Béatrice Uria Monzon nos decepcionó como la Princesa de Eboli. Su voz mostró un persistente vibrato, una emisión engolada y una limitación en el registro agudo. María Luján Mirabelli por su parte, cautivó con su composición de la Eboli, tanto desde lo musical, en la que demostró recursos sobrados para hacer justicia al estilo verdiano, como desde lo escénico. Es esta una artista que logra atrapar la atención del espectador con una personalidad magnética. Su versión del «O, don fatale» se llevó una de las ovaciones más grandes de la noche.

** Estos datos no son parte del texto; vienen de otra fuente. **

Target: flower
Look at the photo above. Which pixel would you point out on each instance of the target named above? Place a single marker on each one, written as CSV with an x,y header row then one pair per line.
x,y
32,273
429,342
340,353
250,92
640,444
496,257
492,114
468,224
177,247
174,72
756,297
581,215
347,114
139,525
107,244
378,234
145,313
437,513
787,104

La performance de Alexei Tanovitski, como el gran Inquisidor, fue tan insuficiente que fue reemplazado, tras dos funciones, por Emiliano Bulacios con quien compartía el rol. Este supo crear un Inquisidor imponente, con excelente voz e impactante presencia.

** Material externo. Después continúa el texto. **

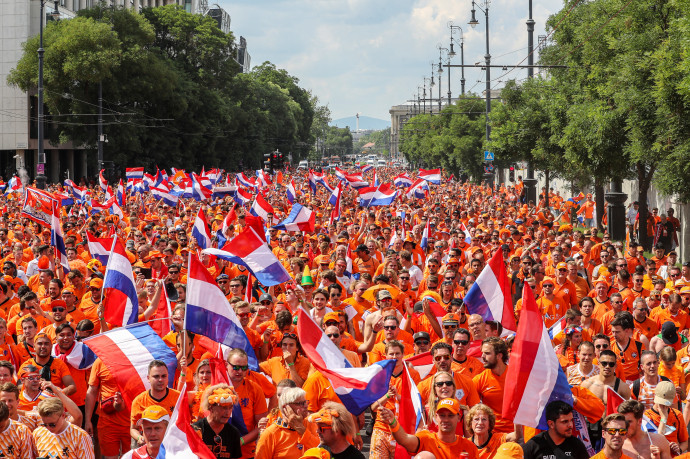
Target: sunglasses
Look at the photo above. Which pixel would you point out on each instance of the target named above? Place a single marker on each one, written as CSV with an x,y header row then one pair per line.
x,y
443,383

Como el Monje, obtuvo mejores resultados Carlos Esquivel que Lucas Debevec Mayer.

El Tebaldo de Rocío Giordano fue un placer para escuchar y ver y otro tanto puede decirse de la voz del Cielo de Marisú Pavón.

Iván Maier y Darío Leoncini cumplieron una buena labor como el Conde de Lerma y el Heraldo, respectivamente.

El Coro Estable del Teatro, bajo la dirección de Miguel Martínez, desempeñó una meritoria labor.

La dirección musical de Ira Levin careció de sutilezas y de matices, empobreciendo una partitura que se cuenta entre las más bellas y complejas de Verdi. Es de lamentar la persistente tendencia de este director a obviar el piano y el pianissimo, homogeneizando sus lecturas en torno al forte, con lo que, a más de poner en apuros a los cantantes, resta belleza y trascendencia a la ejecución.

La velada nos dejó con la esperanza de que el Colón recupere el nivel de excelencia y de calidad necesarios para hacer justicia a una obra tan maravillosa. Para ello contamos con el talento de nuestros artistas. Falta tal vez criterio, inteligencia y saber en quienes conducen la nave.